Daha dün ihlal edildi sınırlarım ve pişkin gölgelere asla paye vermedim gerçi öncesinde niyetlerini iyi bilmiştim ama…
Ya, benim içimden geçenler?
Dışardan görünen ne ise hatta görünenden de fazla.
Yakamozlar oynaşıyor yüreğimdeki rıhtımda ve iskeledeki babalara çarptı yalnızlığım ve hangi limansa yanaştığım birileri gemileri yakmak istedi gel gör ki ben bu geminin kaptanıyım ve kolay kolay da çıkmam kaptan köşkümden üstelik aralıksız iş başındayım ve nöbette.
Ne zamanki bir martı konsa başıma.
Ne zamanki bir martı ilişse gemimin bacasına…
Can yeleklerim de hazır burada iken ve aynı zamanda geminin de miçosu iken.
Hatta bu geminin tek yolcusu da benim ve ben hangi dalga da yok oldum ki üstelik boyumu aşan dalgalar ve kimse yüreğimle dalga geçen…
Bir ara su almıştı zemin sonra sözcüklerimle yapıştırdım o sızıntıyı ve hala denizdeyim hala havada aslında hala yere de ayaklarım sıkı sıkı basarken…

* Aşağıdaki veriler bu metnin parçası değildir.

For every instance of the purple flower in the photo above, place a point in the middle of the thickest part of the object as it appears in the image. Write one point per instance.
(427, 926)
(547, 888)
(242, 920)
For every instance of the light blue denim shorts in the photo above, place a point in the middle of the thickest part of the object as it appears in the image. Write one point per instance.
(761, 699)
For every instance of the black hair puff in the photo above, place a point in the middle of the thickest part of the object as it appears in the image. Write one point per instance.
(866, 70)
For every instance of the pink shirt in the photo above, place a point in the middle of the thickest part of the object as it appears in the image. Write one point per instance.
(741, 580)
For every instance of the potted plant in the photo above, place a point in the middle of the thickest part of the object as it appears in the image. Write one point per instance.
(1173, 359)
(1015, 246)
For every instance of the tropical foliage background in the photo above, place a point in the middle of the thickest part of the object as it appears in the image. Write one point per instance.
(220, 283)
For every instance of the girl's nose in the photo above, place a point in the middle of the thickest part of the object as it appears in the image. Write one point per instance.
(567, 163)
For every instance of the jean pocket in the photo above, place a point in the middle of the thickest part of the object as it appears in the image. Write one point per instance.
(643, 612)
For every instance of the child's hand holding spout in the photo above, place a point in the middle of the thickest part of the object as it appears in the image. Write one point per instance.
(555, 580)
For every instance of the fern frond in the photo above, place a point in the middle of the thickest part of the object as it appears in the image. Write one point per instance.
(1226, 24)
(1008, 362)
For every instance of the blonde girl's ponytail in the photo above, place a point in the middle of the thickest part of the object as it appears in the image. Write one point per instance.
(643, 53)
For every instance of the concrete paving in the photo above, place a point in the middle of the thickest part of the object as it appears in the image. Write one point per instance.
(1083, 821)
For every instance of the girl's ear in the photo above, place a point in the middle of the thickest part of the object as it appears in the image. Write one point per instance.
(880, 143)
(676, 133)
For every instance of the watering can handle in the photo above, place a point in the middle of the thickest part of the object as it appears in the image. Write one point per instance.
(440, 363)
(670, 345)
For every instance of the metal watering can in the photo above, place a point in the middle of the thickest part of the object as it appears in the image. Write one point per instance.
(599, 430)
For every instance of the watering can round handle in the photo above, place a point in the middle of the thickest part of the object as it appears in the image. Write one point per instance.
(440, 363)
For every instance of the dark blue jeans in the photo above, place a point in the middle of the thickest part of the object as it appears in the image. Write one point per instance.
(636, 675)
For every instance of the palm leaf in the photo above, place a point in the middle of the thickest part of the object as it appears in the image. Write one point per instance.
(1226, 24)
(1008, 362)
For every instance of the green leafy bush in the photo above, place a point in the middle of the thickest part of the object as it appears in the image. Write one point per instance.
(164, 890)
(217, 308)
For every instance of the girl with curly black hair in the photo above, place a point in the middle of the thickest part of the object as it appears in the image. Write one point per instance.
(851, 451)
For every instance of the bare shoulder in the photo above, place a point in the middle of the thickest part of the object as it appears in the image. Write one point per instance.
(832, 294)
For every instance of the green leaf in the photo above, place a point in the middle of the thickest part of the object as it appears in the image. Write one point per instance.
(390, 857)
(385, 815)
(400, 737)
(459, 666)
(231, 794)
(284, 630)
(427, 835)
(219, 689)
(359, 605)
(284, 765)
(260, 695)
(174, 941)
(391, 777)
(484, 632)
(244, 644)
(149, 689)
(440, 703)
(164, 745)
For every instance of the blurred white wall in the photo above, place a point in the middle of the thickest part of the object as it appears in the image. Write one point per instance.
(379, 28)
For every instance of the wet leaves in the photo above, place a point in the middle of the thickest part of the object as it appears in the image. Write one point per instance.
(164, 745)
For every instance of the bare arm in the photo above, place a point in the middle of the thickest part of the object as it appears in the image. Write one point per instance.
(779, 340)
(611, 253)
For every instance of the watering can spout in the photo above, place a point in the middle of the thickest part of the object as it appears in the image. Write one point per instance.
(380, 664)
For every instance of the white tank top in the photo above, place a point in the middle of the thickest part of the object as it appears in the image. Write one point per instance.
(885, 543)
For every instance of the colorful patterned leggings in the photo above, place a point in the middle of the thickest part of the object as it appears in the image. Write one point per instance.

Düş çengelimde saklı üstelik hem dualarım hem umudum hem hayallerim.
İnsanüstü bir güçle mücadelemi sürdürüyorum ben önce tüm evrenle sonra kendime yaklaşıp şimdi ise ruhumla uçtuğum sonsuzluk ve eşlik eden biri var da illa ki…
Ne yerdeyim ne gökte…
Ne de olsa yere göğe sığamadım bir ömür ve sevgi dağımdaki karlar da erimek bilmedi nihayetinde görünmeyen buz dağını da saldım ve buzdan olmayan bir yüreğin de sahibiyim bazen buz gibi gözlerle bakıp da yüreğimi soğutmaya çalışıp…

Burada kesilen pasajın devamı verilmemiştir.